As of now, there is no reason why college football should not happen for the 2020 season. The coronavirus pandemic has impacted society in a lot of ways over the last several months. Professional and college sports leagues were postponed or canceled after the virus reached the United States back in March. But now leagues are starting up again.
And a question a lot of people are asking, is will there be college football this fall?
Based on what I have found, the 2020 college football season should take place if the stats remain somewhat consistent.
The key factor to look at when coming to this conclusion is the number of hospitalizations and deaths for college-age students. I understand most people want to skip this step, even though it is the most important piece of evidence to analyze.
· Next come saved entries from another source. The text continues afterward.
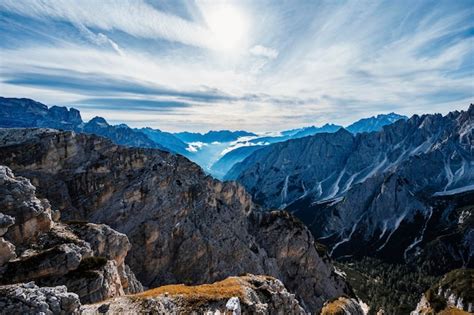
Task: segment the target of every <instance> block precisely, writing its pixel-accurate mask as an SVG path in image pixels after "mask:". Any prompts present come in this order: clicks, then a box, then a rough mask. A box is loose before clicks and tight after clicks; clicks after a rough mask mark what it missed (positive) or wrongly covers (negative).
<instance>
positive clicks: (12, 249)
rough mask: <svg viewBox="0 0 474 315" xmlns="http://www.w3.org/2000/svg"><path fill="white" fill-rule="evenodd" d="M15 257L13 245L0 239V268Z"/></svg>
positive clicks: (5, 241)
mask: <svg viewBox="0 0 474 315" xmlns="http://www.w3.org/2000/svg"><path fill="white" fill-rule="evenodd" d="M15 257H16V253H15V245H13V244H12V243H10V242H9V241H6V240H5V239H4V238H3V237H0V267H2V266H3V265H4V264H5V263H6V262H8V261H10V260H11V259H13V258H15Z"/></svg>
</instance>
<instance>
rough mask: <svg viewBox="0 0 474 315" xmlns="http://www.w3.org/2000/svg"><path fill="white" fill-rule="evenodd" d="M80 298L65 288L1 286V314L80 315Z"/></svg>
mask: <svg viewBox="0 0 474 315" xmlns="http://www.w3.org/2000/svg"><path fill="white" fill-rule="evenodd" d="M80 306H81V303H80V302H79V297H78V296H77V294H74V293H70V292H67V289H66V287H65V286H59V287H54V288H49V287H42V288H40V287H38V286H37V285H35V284H34V283H33V282H29V283H23V284H12V285H6V286H0V313H1V314H47V315H52V314H61V315H69V314H80Z"/></svg>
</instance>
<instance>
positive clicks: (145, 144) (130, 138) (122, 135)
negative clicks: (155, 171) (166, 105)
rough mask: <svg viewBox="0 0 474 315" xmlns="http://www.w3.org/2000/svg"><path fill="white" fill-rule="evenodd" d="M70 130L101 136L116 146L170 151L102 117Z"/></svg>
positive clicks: (137, 132)
mask: <svg viewBox="0 0 474 315" xmlns="http://www.w3.org/2000/svg"><path fill="white" fill-rule="evenodd" d="M72 130H75V131H77V132H84V133H90V134H94V135H98V136H102V137H105V138H108V139H110V140H112V141H113V142H114V143H116V144H120V145H125V146H129V147H141V148H159V149H162V150H165V151H170V150H169V149H168V148H165V147H164V146H162V145H160V144H158V143H156V142H154V141H152V140H151V139H149V138H148V137H147V136H146V135H144V134H143V133H141V132H137V131H135V130H133V129H132V128H130V127H128V126H127V125H125V124H120V125H116V126H112V125H109V124H108V123H107V121H106V120H105V119H104V118H102V117H94V118H93V119H91V120H90V121H89V122H87V123H86V124H85V125H84V126H83V127H82V128H81V127H78V128H74V129H72Z"/></svg>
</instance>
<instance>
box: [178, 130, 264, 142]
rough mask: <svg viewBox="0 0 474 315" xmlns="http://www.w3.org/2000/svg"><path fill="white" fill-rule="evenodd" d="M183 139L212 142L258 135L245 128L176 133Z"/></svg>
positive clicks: (180, 132) (249, 136) (204, 141)
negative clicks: (226, 129)
mask: <svg viewBox="0 0 474 315" xmlns="http://www.w3.org/2000/svg"><path fill="white" fill-rule="evenodd" d="M174 135H175V136H176V137H178V138H179V139H180V140H181V141H184V142H186V143H190V142H203V143H212V142H231V141H235V140H237V139H238V138H240V137H250V136H256V134H254V133H252V132H247V131H243V130H238V131H230V130H219V131H213V130H211V131H209V132H207V133H205V134H202V133H193V132H187V131H185V132H178V133H175V134H174Z"/></svg>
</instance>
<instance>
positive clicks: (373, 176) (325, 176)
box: [228, 105, 474, 265]
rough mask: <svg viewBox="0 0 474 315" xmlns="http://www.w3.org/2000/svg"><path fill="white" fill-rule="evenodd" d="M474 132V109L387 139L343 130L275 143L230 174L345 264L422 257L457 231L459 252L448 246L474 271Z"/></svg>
mask: <svg viewBox="0 0 474 315" xmlns="http://www.w3.org/2000/svg"><path fill="white" fill-rule="evenodd" d="M473 130H474V105H471V106H470V108H469V109H468V110H467V111H461V112H452V113H450V114H448V115H446V116H442V115H423V116H413V117H412V118H410V119H408V120H406V121H404V120H400V121H397V122H395V123H394V124H392V125H390V126H385V127H384V128H383V130H382V131H380V132H373V133H362V134H358V135H356V136H354V135H352V134H350V133H349V132H347V131H345V130H339V131H338V132H336V133H333V134H319V135H315V136H312V137H306V138H302V139H297V140H290V141H287V142H283V143H278V144H274V145H270V146H268V147H265V148H263V149H261V150H258V151H256V152H254V153H253V154H252V155H250V156H249V157H248V158H246V159H245V160H244V161H242V162H241V163H240V164H237V165H236V166H235V167H234V168H233V169H232V170H231V171H230V173H229V174H228V175H229V178H236V179H237V181H238V182H240V183H241V184H243V185H244V186H245V187H246V188H247V190H248V191H249V192H250V193H251V194H252V195H253V197H254V198H255V200H256V202H258V203H260V204H262V205H264V206H265V207H279V208H284V209H286V210H287V211H289V212H292V213H294V214H295V215H296V216H298V217H299V218H300V219H301V220H303V221H304V222H305V223H306V224H307V225H308V226H309V227H310V229H311V230H312V232H313V234H314V235H315V236H316V237H317V238H319V239H321V241H323V242H325V243H326V244H327V245H329V246H330V247H331V253H332V254H333V255H335V256H343V255H355V254H361V255H381V256H384V257H391V259H392V260H395V261H403V260H409V259H415V256H416V255H415V253H416V252H417V248H419V247H420V246H421V245H424V244H425V243H426V242H425V241H426V240H427V239H425V237H426V236H427V235H428V236H429V237H431V240H435V239H438V240H439V239H440V237H441V235H442V234H439V233H438V232H440V233H441V231H443V230H444V231H446V230H447V229H452V230H454V231H456V233H458V235H459V237H456V239H457V240H453V242H454V243H456V245H454V246H451V245H453V242H450V244H443V245H442V246H441V247H444V248H448V247H451V248H452V249H453V250H451V249H449V250H447V251H446V252H452V253H451V254H449V256H451V257H453V259H454V260H456V263H457V264H460V265H462V264H465V265H466V264H469V263H471V264H472V257H473V252H472V249H471V247H472V246H471V245H470V244H472V236H471V235H472V233H474V230H473V229H472V227H471V228H469V227H467V228H466V226H465V224H464V223H462V222H465V220H464V221H463V220H461V221H460V216H461V214H462V210H461V208H463V207H468V208H467V209H464V218H465V219H466V218H467V219H469V218H471V217H472V213H473V212H472V207H469V206H472V201H471V200H472V198H473V197H474V193H473V191H474V186H473V183H474V164H473V161H474V134H473ZM453 208H456V209H458V210H459V212H458V211H457V210H456V211H452V210H453ZM443 213H444V215H443ZM458 222H461V223H459V224H458ZM425 232H426V233H425ZM431 232H435V233H431ZM430 233H431V234H430ZM436 233H438V234H437V235H436ZM444 240H446V238H445V239H444ZM444 240H442V241H441V243H443V242H444ZM438 248H439V247H438Z"/></svg>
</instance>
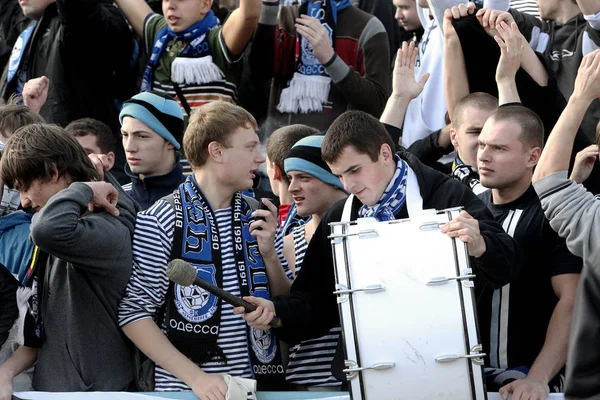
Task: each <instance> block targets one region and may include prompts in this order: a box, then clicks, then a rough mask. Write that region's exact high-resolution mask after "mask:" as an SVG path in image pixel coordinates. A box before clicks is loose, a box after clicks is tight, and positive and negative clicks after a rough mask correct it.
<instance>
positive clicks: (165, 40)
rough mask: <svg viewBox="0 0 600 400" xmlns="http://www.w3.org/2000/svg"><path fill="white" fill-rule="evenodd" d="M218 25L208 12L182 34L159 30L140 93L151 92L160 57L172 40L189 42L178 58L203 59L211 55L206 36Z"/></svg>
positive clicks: (216, 17)
mask: <svg viewBox="0 0 600 400" xmlns="http://www.w3.org/2000/svg"><path fill="white" fill-rule="evenodd" d="M218 25H219V19H218V18H217V17H216V16H215V14H214V13H213V12H212V10H211V11H209V12H208V13H207V14H206V15H205V16H204V18H202V20H201V21H198V22H196V23H195V24H194V25H192V26H190V27H189V28H187V29H186V30H184V31H183V32H173V31H172V30H171V28H169V27H168V26H166V27H164V28H163V29H161V30H160V31H159V32H158V33H157V34H156V40H155V42H154V47H153V48H152V54H151V55H150V60H149V61H148V65H147V66H146V70H145V71H144V79H143V81H142V91H143V92H145V91H149V90H152V84H153V80H154V70H155V69H156V66H157V65H158V61H159V60H160V55H161V54H162V53H163V51H165V48H166V47H167V44H168V43H169V42H170V41H171V40H172V39H174V38H177V39H180V40H183V41H186V42H189V45H187V46H186V47H185V48H184V49H183V51H182V52H181V53H180V54H179V56H178V57H184V58H199V57H205V56H208V55H210V54H211V52H210V46H209V45H208V41H207V40H206V39H207V35H208V31H210V30H211V29H212V28H214V27H215V26H218Z"/></svg>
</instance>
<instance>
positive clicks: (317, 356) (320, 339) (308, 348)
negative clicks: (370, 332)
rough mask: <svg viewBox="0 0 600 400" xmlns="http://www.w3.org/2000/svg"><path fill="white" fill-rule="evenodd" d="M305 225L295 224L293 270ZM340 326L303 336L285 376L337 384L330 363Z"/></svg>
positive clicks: (300, 243)
mask: <svg viewBox="0 0 600 400" xmlns="http://www.w3.org/2000/svg"><path fill="white" fill-rule="evenodd" d="M304 229H305V226H304V225H302V226H299V227H297V228H294V230H293V231H292V232H293V235H294V253H295V258H296V263H295V264H296V274H298V272H300V270H301V269H302V262H303V261H304V255H305V254H306V249H307V248H308V242H307V241H306V236H305V234H304ZM340 333H341V328H340V327H336V328H332V329H331V330H330V331H329V332H328V333H327V334H326V335H325V336H323V337H320V338H318V339H311V340H306V341H304V342H302V343H300V344H299V345H297V346H294V347H293V348H291V349H290V361H289V363H288V367H287V370H286V380H287V381H288V382H290V383H293V384H296V385H306V386H339V385H340V383H341V382H340V381H338V380H337V379H335V378H334V377H333V375H332V374H331V364H332V363H333V357H334V356H335V351H336V348H337V343H338V340H339V337H340Z"/></svg>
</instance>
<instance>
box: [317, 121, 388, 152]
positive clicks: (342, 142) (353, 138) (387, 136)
mask: <svg viewBox="0 0 600 400" xmlns="http://www.w3.org/2000/svg"><path fill="white" fill-rule="evenodd" d="M383 144H387V145H389V146H390V149H391V150H392V151H394V149H395V145H394V141H393V140H392V137H391V136H390V134H389V133H388V132H387V130H386V129H385V127H384V126H383V124H382V123H381V122H379V121H378V120H377V118H375V117H373V116H372V115H370V114H367V113H366V112H363V111H346V112H345V113H343V114H342V115H340V116H339V117H337V119H336V120H335V121H333V123H332V124H331V126H330V127H329V129H328V130H327V133H326V134H325V140H324V141H323V145H322V146H321V157H322V158H323V160H325V162H327V163H334V162H335V161H337V159H338V158H339V157H340V155H341V154H342V152H343V151H344V148H346V146H352V147H353V148H354V150H356V151H357V152H358V153H360V154H366V155H368V156H369V158H370V159H371V161H373V162H375V161H377V160H378V159H379V152H380V150H381V145H383Z"/></svg>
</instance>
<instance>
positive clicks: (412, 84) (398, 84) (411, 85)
mask: <svg viewBox="0 0 600 400" xmlns="http://www.w3.org/2000/svg"><path fill="white" fill-rule="evenodd" d="M418 53H419V49H418V48H416V47H415V43H414V42H410V44H408V43H406V42H404V43H402V47H401V48H400V49H398V54H397V55H396V61H395V64H394V72H393V75H392V95H391V96H390V97H389V98H388V101H387V103H386V105H385V109H384V110H383V114H381V118H380V119H379V120H380V121H381V122H383V123H384V124H388V125H391V126H394V127H396V128H398V129H402V125H403V124H404V116H405V115H406V109H407V108H408V103H410V101H411V100H412V99H415V98H417V97H418V96H419V94H421V92H422V91H423V87H424V86H425V83H427V80H428V79H429V73H426V74H423V76H421V78H420V79H419V82H417V81H416V80H415V72H414V70H415V60H416V58H417V54H418Z"/></svg>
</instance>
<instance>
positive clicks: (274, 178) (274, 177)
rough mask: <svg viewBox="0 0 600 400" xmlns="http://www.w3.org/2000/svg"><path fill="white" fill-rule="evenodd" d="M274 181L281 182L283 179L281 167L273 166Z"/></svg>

As of June 24, 2020, for individuals in the 18-29 age bracket, there have been 339,125 confirmed Covid-19 cases reported by the CDC since January 21, 2020. Out of the 339,125 cases, there has been a total of 395 total Covid-19 deaths within that age bracket. Therefore if an individual that falls in that category tests positive for the coronavirus, there is a 0.116% chance of them dying from the coronavirus. And that is just for people that have been tested.
The amount of asymptotic individuals that have yet to be tested lowers that percentage even further. But to give some perspective, if the percentage holds where it is currently, there is a higher likelihood that a player dies from suicide, a drug overdose, or even an automobile accident compared to dying from the coronavirus.
In addition, the data above does not separate the cases of individuals with underlying health conditions from the numbers. Division I athletes, on average, are in much better physical shape than the majority of their peers in that same age bracket. And for most universities, Division I college athletes have access to high-quality medical staff, equipment, and testing capabilities. The argument could be made they are safer on campus than they are back home.
When it comes to hospitalization rates, the data is not as widely available compared to overall Covid-19 positive cases, and death counts. But the latest CDC numbers show that on a cumulative rate for the 18-29 age bracket, there are only 30 hospitalizations for every 100,000 (0.03%) people in the United States.
Over the last couple of weeks, college players have been returning to campus, and there have been players that tested positive for the coronavirus. But zero players have been hospitalized since they have started coming back to universities all across the country. I have yet to see a report of a player being hospitalized or even showing severe symptoms. If you find a report stating otherwise, please send it my way. So why with still two months before the season starts, are we panicking that we should not have a season?
And I’ve heard people ask, “Well, what about the coaches?” There are far fewer coaches than players.
Coaches can reduce their risk by wearing a mask, abiding by social distancing protocols, and sitting in the booth to observe practices and games. I understand this is not the usual way of doing things, but it will not take a ton of work to keep the coaches away from the players. They do not need to come in contact with the players in order for a season to take place.
Technology has advanced far enough to where we can make this work. At worst, from a communication standpoint, we can have the coaches in the booth relay messages to Graduate Assistants (personnel that typically fall into the 18-29 age bracket as well). Or coaches can call down to the field to talk to players when they are on the sidelines. Granted, we might need to teach the athletes how to use the phones properly (J.T. Shrout).
I am by no means saying that an individual should be forced to play. If a player wants to or should sit out the season, they should have that option.
Is the risk worth the reward?
I believe many players believe it is. If universities want to cancel their 2020 season, go right ahead. But as of now, looking at the current data, canceling the season if the percentages stay the same is an ignorant move. The SEC is going to do whatever it takes to make this season happen. And if football only happens in the south, I think most people are fine with that. We all know a team from that region of the country is winning the National Championship anyway.
If Hugh Freeze can coach from a hospital bed in 2019, we can make a college football season happen in 2020.